Here are interviews with leading proponents and skeptics of global warming's threat. These interviews were conducted by FRONTLINE/NOVA producer Jon Palfreman.


Richard C. J. Somerville

A climate modeler with the Scripps Institution of Oceanography, he has written and lectured extensively about climate change. His interview offers an easy-to-follow guide to what science does and doesn't know about climate past, present and future. It also deals with the reliability of computer climate models, why understanding clouds is a top research priority for climatologists, and what's fueling the heated, polarized debate over global warming.


Stephen H. Schneider

A professor of biological sciences at Stanford University, he has been arguing the dangers of human-induced climate change for over two decades. In this interview, he outlines the 'best guess' global warming scenario which has been arrived at by the bulk of scientists. He also explains how the challenge of finding new carbon free energy sources can be met, and why the 1997 Kyoto Protocol on reducing greenhouse gas emissions was a crucial event for the world, even if it is not ratified by the United States.


Dr. S. Fred Singer

He is an atmospheric physicist at George Mason University and founder of the Science and Environmental Policy Project, a think tank on climate and environmental issues. Singer has been a leading skeptic of the scientific consensus on global warming. He points out that the scenarios are alarmist, computer models reflect real gaps in climate knowledge, and future warming will be inconsequential or modest at most.


Tom M.L. Wigley

He is an influential climatologist and senior scientist at the National Center for Atmospheric Research. Wigley was part of a team whose analyses of the earth's average surface temperature, and how it has risen, has become the data most cited by climate experts. He also was a lead author of the landmark 1995 Intergovernmental Panel on Climate Change (IPCC) report which said that human activity is a likely cause of the warming of the earth's atmosphere.

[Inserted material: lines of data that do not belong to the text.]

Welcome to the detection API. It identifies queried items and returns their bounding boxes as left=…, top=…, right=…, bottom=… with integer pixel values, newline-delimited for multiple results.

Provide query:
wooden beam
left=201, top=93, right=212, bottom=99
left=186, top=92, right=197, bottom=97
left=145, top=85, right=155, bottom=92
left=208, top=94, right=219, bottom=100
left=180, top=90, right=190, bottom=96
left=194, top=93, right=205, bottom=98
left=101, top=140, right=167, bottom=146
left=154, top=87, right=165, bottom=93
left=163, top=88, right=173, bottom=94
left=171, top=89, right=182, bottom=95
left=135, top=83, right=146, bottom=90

In this interview he summarizes the evidence pointing to the human factor in global warming, addresses skeptics' criticisms about this evidence, and explains how societies are vulnerable to even relatively small changes in climate.


Fred Palmer

He is President of Western Fuels Association, Inc. and maintains that many scientists, politicians and environmental groups have greatly overstated the threat and consequences of climate change. He argues that inexpensive fossil fuels such as coal are an essential component of U.S. economic success and cutting back fossil fuel use would seriously affect the world's social and economic progress.


Henry Jacoby

A co-director of the MIT Joint Program on the Science and Policy of Global Change, he explains in this interview why global warming is so very different from previous international issues which threatened the world's environment or security. He also discusses the political challenges in cutting fossil fuel use in the future and what the impact would be on developed and developing nations.